Mosul, IRAQ – The Chaldean community around the world stand numb and in disbelief as news of Archbishop Bishop Paulos Faraj Rahho of Mosul is dead.

Outcry from world leaders swayed no influence as fanatical terrorists proved once more that no women, children, medical providers, and now spiritual leaders are safe from their killing spree.  “These are innocent people that want to help bring peace.  They kill them, because they are filled with hate.  These barbarians have no faith in anything, but their own rise to power,” said Omar Touma, a recent refugee and Chaldean parishioner of the Good Shepherd Chaldean Church in Canada.   

Text of the news, mournful cries, and prayer messages quickly traveled via e-mail and phone messaging reporting the sorrowful news.  Our Bishop is dead, decried one message as images of weeping families huddled together comforting one another. 

The kidnappers had been demanding a heavy ransom, Church officials say.  When requests were made to speak to the Archbishop the kidnappers replied that the archbishop was dead and gave gave instructions on how Church officials could recover the archbishop's body.
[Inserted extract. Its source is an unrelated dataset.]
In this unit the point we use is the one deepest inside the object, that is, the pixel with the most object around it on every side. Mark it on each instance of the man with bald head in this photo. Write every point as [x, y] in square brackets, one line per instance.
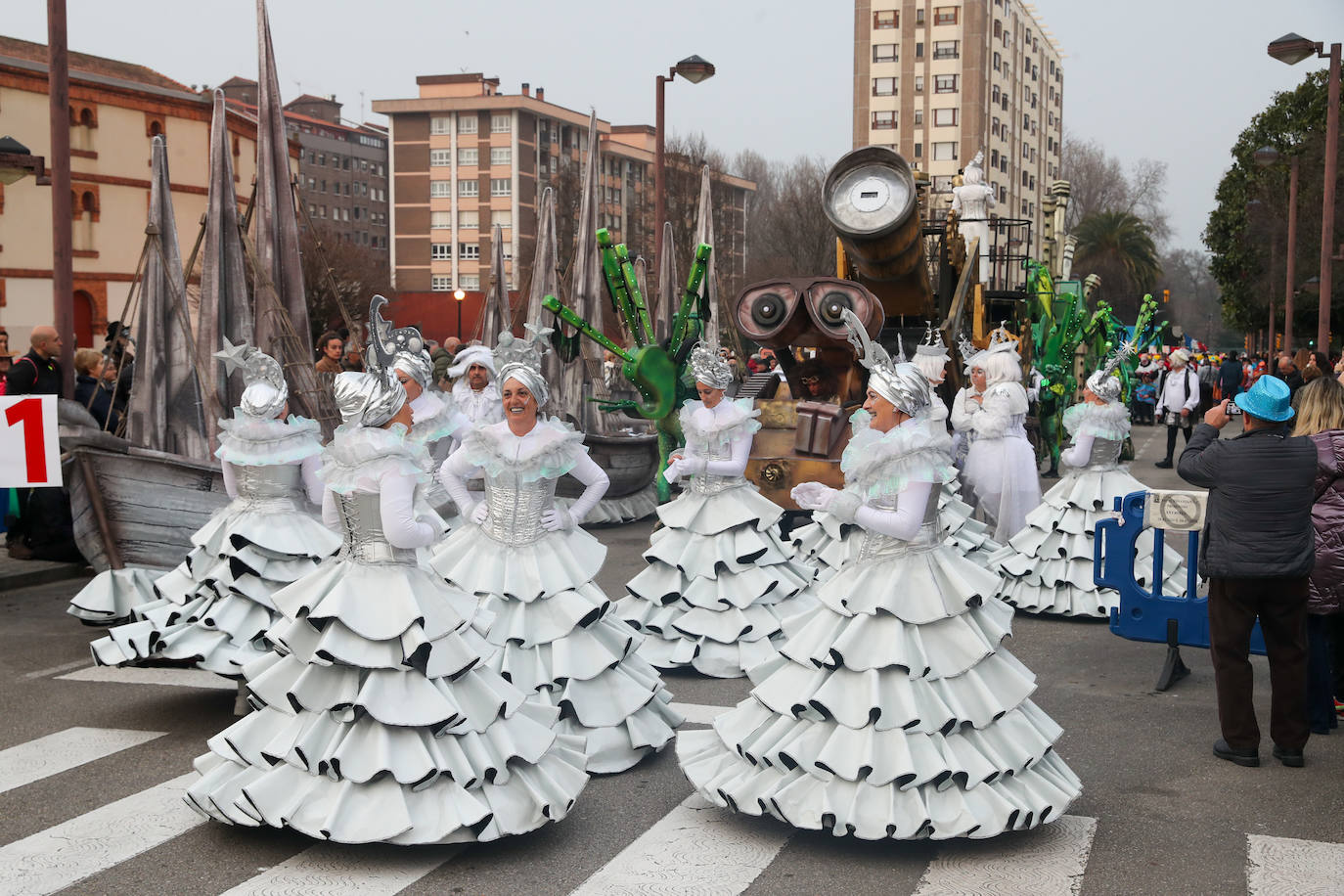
[38, 373]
The Chaldean archbishop of Mosul had been dead for at least five days before his body was found this morning by some members of the Church, following information provided by the kidnappers themselves.  This timeline is provided by the autopsy conducted on the body of Archbishop Paulos Faraj Rahho, found in an abandoned area outside of the city, which is in part used as a trash dump. 

Archbishop Rahho was seized outside the Holy Spirit cathedral in Mosul after conducting a Stations of the Cross service on Friday, February 29. Three parishioners were killed by the gunmen who abducted the archbishop.

In the days since the kidnapping, Church leaders had pleaded in vain for some clear evidence that Archbishop Rahho was alive and well. The archbishop, who was 69, suffered from a serious heart condition and needed daily medication.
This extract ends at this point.